What I Tell Clients Before They Hire a Private Investigator in Surrey

As a former insurance fraud investigator who has spent more than a decade working files across the Lower Mainland, I can say this without hesitation: hiring the right Surrey private investigator early can save you a great deal of stress, money, and bad decision-making. Most people who reach out are already under pressure. They suspect a spouse is hiding income, they think an employee is abusing medical leave, or they feel a business partner is not being honest. What they need is not more guesswork. They need facts they can rely on.

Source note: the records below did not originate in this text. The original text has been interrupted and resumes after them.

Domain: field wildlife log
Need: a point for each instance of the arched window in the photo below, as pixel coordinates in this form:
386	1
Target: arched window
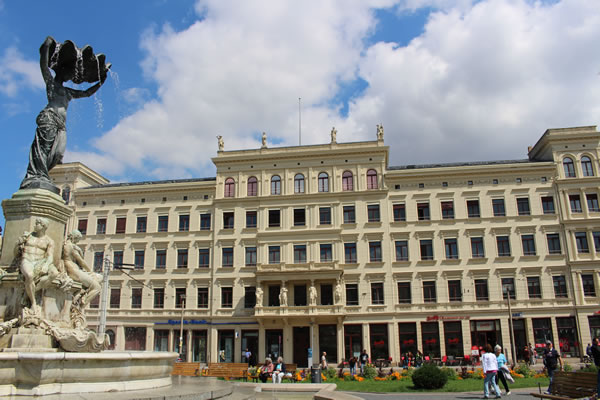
275	184
569	167
371	179
586	166
252	186
66	193
347	181
299	183
229	187
323	182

In my experience, the biggest mistake people make is waiting too long. They spend weeks trying to “figure it out” themselves. They scroll through social media, ask friends to keep an eye out, or confront the person before they have anything solid. That usually makes the situation worse. I worked with a business owner last spring who was convinced a staff member was taking side jobs using company contacts. By the time I was brought in, the employee had already been confronted and had changed his routine completely. We still uncovered useful information, but it took more time and more effort than it should have.

Surrey presents its own challenges, and that is something people often underestimate. A local investigator needs to understand how routines shift between neighborhoods, how traffic patterns affect timing, and how quickly someone can disappear into a busy commercial area or residential pocket. I once handled a file involving a subject who looked unpredictable on paper. The client thought that meant deliberate deception. After a few days of proper observation, it became clear the person’s schedule was tied to delivery windows, school pickups, and traffic bottlenecks. That detail changed the whole direction of the case. Without local familiarity, it would have been easy to misread what was happening.

I also advise people to pay attention to how an investigator speaks during the first call. The best investigators I’ve worked with are calm and practical. They ask about routines, likely locations, timing, and what outcome the client actually needs. They do not try to inflame the situation. A few years ago, I reviewed a domestic file where the client wanted broad surveillance because emotions were running high. After listening to the facts, I recommended a much narrower scope. That saved her several thousand dollars and got her the exact information she needed instead of a pile of unusable observations.

Another common mistake is hiring someone based on the lowest price. I understand why people do it. By the time someone considers a private investigator, they are often already dealing with legal bills, business losses, or family strain. But cheap investigations can become expensive very quickly if the reporting is vague or the work lacks focus. I have seen clients come in with blurry photos, missing timelines, and notes that answered none of the actual questions. Good investigative work is not flashy. It is careful, organized, and useful.

My view has always been simple: a private investigator should help lower the temperature, not raise it. The job is to replace suspicion with facts. Sometimes those facts confirm what a client feared. Sometimes they reveal something less dramatic but still important. Either way, people make better decisions when they are no longer operating on emotion alone.